[Epic] Remove Sort Merge Join Experimental status #9846

comphead · 2024-03-29T00:58:57Z

Is your feature request related to a problem or challenge?

Hi all

I was going through SMJ implementation and suddenly stepped on the comments

// Sort-Merge join support currently is experimental

https://github.com/apache/arrow-datafusion/blob/81c96fc3db0ea35638278f32df066be63b745a51/datafusion/core/src/physical_planner.rs#L1141

I think it would be nice to revisit it and understand if Sort Merge Join Exec is still experimental.
And if so is there any strategies to make it stable, or to run benchmarks to prove the join is stable?

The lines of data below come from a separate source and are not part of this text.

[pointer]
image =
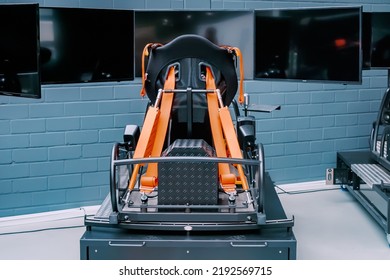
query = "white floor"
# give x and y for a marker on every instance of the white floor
(329, 225)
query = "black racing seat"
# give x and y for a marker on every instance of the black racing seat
(191, 54)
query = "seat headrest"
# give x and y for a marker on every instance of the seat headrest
(199, 51)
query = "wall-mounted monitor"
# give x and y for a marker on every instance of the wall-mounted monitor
(86, 45)
(19, 50)
(377, 26)
(309, 44)
(234, 28)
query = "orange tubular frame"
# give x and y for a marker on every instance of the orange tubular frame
(155, 126)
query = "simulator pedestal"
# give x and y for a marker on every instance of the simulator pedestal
(275, 240)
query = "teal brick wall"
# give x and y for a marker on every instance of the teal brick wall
(55, 151)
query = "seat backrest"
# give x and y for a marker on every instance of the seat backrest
(191, 54)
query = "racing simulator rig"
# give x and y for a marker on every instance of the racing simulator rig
(191, 184)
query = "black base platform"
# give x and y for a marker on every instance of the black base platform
(365, 180)
(273, 241)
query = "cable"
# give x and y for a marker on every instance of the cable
(304, 191)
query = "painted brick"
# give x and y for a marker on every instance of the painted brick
(367, 118)
(48, 197)
(284, 87)
(257, 87)
(64, 152)
(136, 106)
(96, 178)
(5, 156)
(97, 150)
(130, 91)
(65, 181)
(297, 98)
(346, 120)
(358, 107)
(363, 143)
(29, 155)
(322, 97)
(61, 94)
(30, 184)
(125, 119)
(47, 139)
(81, 137)
(370, 94)
(80, 165)
(334, 87)
(286, 111)
(81, 108)
(115, 107)
(310, 134)
(284, 161)
(334, 109)
(297, 148)
(104, 164)
(322, 121)
(46, 110)
(28, 126)
(335, 132)
(12, 112)
(297, 123)
(46, 168)
(310, 109)
(379, 82)
(79, 195)
(272, 99)
(310, 87)
(343, 144)
(96, 122)
(5, 187)
(360, 130)
(329, 158)
(321, 146)
(374, 106)
(284, 136)
(63, 124)
(111, 135)
(5, 127)
(15, 200)
(270, 125)
(14, 141)
(97, 93)
(309, 159)
(274, 150)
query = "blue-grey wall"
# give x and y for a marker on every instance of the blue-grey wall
(55, 152)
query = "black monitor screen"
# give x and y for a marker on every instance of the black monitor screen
(234, 28)
(380, 40)
(19, 50)
(310, 44)
(86, 45)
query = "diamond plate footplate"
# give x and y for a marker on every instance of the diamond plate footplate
(192, 183)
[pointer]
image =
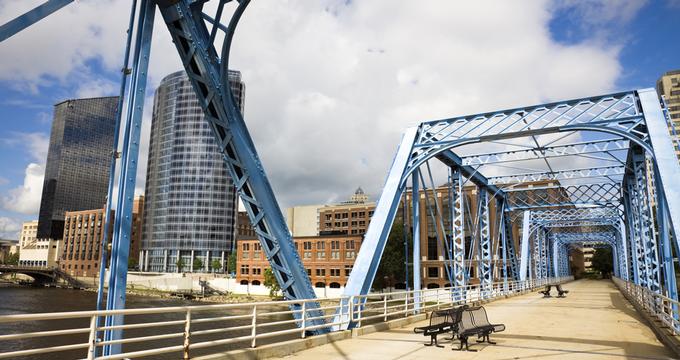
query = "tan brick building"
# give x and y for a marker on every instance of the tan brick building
(350, 217)
(327, 258)
(83, 234)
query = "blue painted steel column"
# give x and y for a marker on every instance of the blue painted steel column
(458, 227)
(665, 159)
(104, 250)
(665, 242)
(632, 233)
(31, 17)
(405, 230)
(415, 205)
(524, 246)
(370, 253)
(502, 232)
(623, 240)
(484, 265)
(128, 175)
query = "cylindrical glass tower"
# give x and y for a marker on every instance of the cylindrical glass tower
(190, 206)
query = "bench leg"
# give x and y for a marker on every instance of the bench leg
(433, 341)
(464, 342)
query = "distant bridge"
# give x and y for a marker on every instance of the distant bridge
(41, 274)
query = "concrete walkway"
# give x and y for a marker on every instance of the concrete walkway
(593, 322)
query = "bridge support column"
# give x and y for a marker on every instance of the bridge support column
(458, 233)
(415, 220)
(484, 264)
(524, 245)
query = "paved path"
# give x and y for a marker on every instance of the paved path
(594, 322)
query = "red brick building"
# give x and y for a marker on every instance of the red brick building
(327, 258)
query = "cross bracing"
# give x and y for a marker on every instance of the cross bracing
(523, 185)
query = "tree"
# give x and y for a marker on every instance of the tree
(270, 282)
(216, 265)
(603, 262)
(391, 269)
(198, 264)
(231, 263)
(180, 265)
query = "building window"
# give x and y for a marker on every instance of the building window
(348, 270)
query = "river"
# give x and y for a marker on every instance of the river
(21, 300)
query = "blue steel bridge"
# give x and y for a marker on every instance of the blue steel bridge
(595, 171)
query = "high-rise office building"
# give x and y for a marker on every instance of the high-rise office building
(78, 160)
(190, 206)
(668, 86)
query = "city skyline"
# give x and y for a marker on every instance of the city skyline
(329, 97)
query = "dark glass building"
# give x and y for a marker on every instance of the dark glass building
(190, 206)
(78, 161)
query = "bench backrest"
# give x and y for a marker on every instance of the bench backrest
(466, 321)
(479, 316)
(439, 317)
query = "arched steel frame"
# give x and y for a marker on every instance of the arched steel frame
(631, 121)
(647, 212)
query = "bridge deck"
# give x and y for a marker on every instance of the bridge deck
(594, 322)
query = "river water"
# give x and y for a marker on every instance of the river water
(21, 300)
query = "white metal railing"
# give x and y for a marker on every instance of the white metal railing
(208, 326)
(661, 307)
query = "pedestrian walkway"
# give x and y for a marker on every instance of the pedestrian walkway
(593, 322)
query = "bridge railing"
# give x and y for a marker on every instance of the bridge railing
(196, 330)
(665, 309)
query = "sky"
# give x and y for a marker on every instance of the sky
(332, 84)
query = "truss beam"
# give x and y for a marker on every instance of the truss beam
(595, 172)
(581, 148)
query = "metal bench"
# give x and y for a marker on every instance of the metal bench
(546, 292)
(474, 321)
(440, 322)
(560, 291)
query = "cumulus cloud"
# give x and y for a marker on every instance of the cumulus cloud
(331, 85)
(25, 199)
(9, 228)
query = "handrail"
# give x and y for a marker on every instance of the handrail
(250, 322)
(659, 306)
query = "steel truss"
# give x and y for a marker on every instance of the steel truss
(559, 203)
(647, 207)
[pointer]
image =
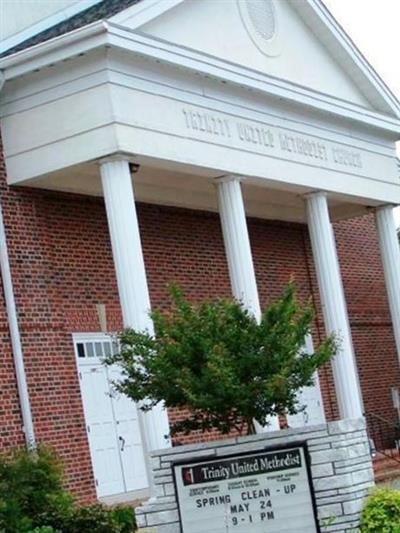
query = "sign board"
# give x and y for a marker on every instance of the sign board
(268, 491)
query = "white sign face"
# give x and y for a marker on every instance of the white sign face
(262, 492)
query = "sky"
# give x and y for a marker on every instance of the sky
(374, 26)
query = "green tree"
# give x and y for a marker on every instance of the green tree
(215, 360)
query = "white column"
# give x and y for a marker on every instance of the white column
(334, 305)
(237, 243)
(390, 252)
(130, 270)
(238, 253)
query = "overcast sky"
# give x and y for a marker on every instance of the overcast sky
(374, 26)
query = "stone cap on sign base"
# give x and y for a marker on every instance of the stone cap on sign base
(341, 473)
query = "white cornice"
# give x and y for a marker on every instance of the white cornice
(45, 24)
(63, 47)
(316, 15)
(102, 34)
(143, 12)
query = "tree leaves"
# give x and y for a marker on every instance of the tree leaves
(215, 360)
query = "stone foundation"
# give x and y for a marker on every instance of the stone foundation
(341, 470)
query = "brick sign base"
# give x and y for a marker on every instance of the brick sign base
(341, 470)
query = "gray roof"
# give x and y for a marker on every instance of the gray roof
(102, 10)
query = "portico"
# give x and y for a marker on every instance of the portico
(213, 134)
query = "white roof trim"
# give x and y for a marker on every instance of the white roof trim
(143, 12)
(45, 24)
(103, 33)
(329, 31)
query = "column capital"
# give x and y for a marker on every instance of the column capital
(229, 178)
(315, 194)
(117, 156)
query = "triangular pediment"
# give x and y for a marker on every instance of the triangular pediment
(272, 37)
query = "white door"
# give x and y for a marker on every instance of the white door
(111, 419)
(311, 398)
(127, 422)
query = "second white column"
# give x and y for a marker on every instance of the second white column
(238, 253)
(130, 270)
(334, 305)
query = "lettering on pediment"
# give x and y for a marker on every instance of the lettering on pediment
(271, 139)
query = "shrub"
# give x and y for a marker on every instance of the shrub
(382, 512)
(216, 360)
(30, 484)
(44, 529)
(125, 517)
(33, 500)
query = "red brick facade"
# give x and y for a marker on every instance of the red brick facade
(62, 267)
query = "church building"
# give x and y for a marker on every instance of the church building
(225, 145)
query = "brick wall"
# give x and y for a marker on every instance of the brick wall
(62, 267)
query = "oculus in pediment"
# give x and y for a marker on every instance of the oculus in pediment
(261, 22)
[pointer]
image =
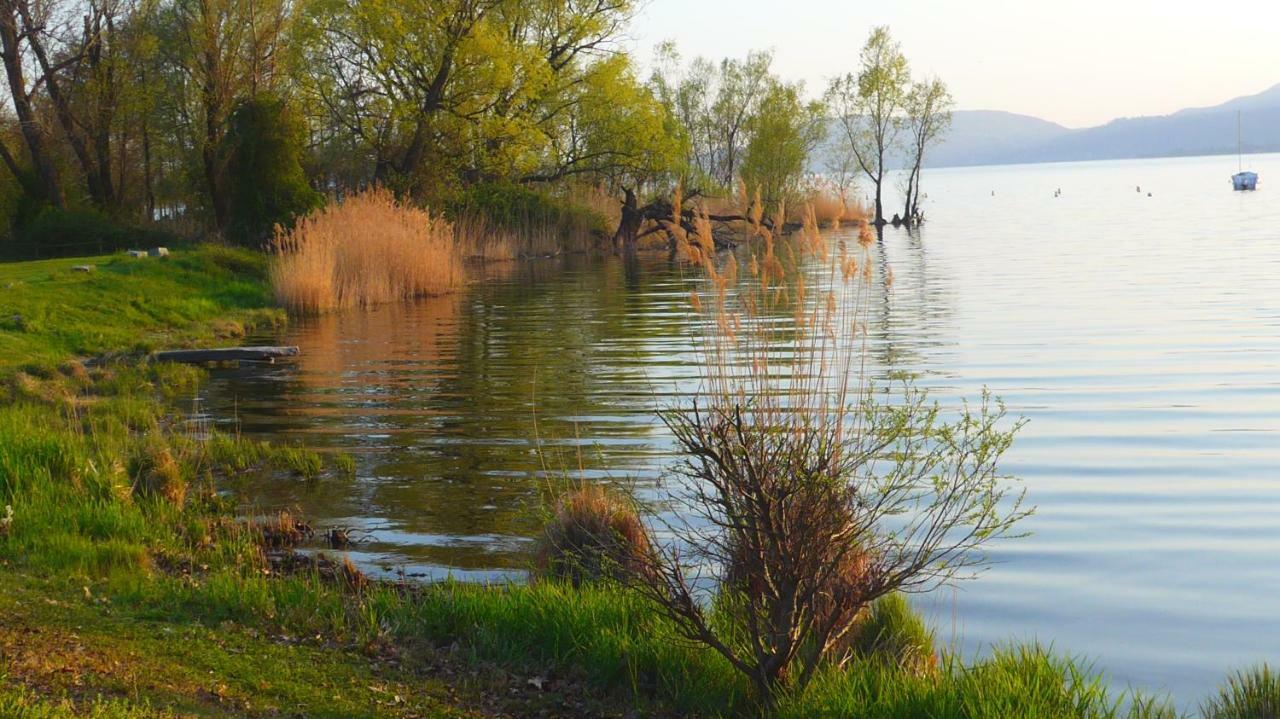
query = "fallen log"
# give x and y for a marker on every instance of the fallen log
(225, 355)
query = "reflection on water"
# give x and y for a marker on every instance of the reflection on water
(1141, 337)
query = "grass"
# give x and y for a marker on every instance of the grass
(126, 598)
(53, 314)
(365, 250)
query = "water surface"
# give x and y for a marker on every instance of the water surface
(1138, 334)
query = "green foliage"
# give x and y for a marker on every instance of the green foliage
(1252, 694)
(516, 206)
(268, 186)
(892, 632)
(44, 230)
(868, 104)
(124, 305)
(782, 134)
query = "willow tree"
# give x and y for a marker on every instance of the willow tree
(867, 106)
(716, 102)
(782, 134)
(927, 117)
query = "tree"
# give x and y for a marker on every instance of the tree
(401, 79)
(927, 117)
(782, 134)
(867, 106)
(716, 104)
(45, 186)
(214, 54)
(268, 186)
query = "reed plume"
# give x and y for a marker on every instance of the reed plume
(366, 250)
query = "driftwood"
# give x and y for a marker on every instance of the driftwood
(225, 355)
(635, 216)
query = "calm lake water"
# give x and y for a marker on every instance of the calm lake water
(1138, 334)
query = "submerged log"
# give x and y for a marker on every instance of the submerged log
(225, 355)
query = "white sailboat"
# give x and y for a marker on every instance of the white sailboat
(1242, 179)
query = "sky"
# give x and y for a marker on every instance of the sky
(1078, 63)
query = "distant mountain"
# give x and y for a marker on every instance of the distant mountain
(983, 137)
(986, 137)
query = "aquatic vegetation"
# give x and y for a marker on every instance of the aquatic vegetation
(1252, 694)
(369, 248)
(801, 493)
(593, 534)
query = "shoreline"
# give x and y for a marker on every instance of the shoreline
(87, 546)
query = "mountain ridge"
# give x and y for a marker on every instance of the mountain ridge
(995, 137)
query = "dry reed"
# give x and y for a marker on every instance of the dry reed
(594, 534)
(366, 250)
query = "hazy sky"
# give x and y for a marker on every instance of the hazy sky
(1073, 62)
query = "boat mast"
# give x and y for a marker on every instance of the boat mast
(1239, 145)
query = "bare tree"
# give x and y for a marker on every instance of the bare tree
(804, 493)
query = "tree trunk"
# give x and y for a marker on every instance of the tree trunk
(10, 54)
(99, 187)
(629, 227)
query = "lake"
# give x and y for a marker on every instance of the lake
(1139, 334)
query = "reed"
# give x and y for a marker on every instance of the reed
(830, 206)
(368, 250)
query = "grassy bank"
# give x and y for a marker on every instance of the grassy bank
(132, 587)
(204, 296)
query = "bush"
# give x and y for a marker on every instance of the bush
(1247, 695)
(891, 631)
(156, 474)
(44, 230)
(593, 535)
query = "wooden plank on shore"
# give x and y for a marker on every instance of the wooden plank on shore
(225, 355)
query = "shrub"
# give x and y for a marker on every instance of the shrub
(593, 535)
(812, 491)
(366, 250)
(1253, 694)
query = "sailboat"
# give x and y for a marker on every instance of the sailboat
(1242, 179)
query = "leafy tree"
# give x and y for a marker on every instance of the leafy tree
(716, 102)
(213, 54)
(927, 117)
(867, 108)
(782, 134)
(265, 178)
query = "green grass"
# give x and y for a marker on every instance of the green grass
(127, 598)
(201, 296)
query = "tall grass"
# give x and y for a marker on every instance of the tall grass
(366, 250)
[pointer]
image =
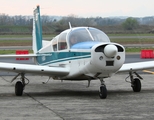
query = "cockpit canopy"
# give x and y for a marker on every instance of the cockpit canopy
(80, 36)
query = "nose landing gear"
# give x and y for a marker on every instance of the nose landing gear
(102, 90)
(20, 85)
(135, 82)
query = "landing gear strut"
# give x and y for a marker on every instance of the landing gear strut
(135, 82)
(102, 90)
(20, 85)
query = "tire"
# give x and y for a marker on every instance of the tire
(136, 85)
(103, 92)
(19, 88)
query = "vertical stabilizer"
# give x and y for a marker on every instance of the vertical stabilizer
(37, 30)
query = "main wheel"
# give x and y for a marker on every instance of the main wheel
(103, 92)
(19, 88)
(136, 85)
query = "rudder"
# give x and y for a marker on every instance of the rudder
(37, 30)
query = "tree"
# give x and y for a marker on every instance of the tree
(130, 24)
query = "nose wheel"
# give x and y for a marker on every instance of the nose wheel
(136, 85)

Describe the solution you'd like

No response

Describe alternatives you've considered

No response

Additional context

No response

The text was updated successfully, but these errors were encountered:

comphead · 2024-03-29T01:01:03Z

@alamb @ozankabak @viirya @mustafasrepo @berkaysynnada @metesynnada appreciate your inputs.

alamb · 2024-03-29T10:57:44Z

From my experience, I have never seen SortMergeJoin used in any plan I looked at in DataFusion, so therefore I think it is still "experimental" or at least "not used by datafusion by default" (which maybe is the same thing)

It looks like there was some past interest in SortMergeJoin -- https://github.com/apache/arrow-datafusion/issues?q=is%3Aissue+is%3Aopen+sortmergejoin

Also the people interested in that operator seem to be the people focused on Spark

comphead · 2024-03-29T16:05:12Z

it is used if next conditions met https://github.com/apache/arrow-datafusion/blob/81c96fc3db0ea35638278f32df066be63b745a51/datafusion/core/src/physical_planner.rs#L1136

There is also a small set of tests introduced in sort_merge_join.slt. And the plans there shows SMJ

To enforce SMJ its needed to set

set datafusion.optimizer.prefer_hash_join = false;

Probably we can revisit tests and run some benchmarks with SMJ enforced to make a decision?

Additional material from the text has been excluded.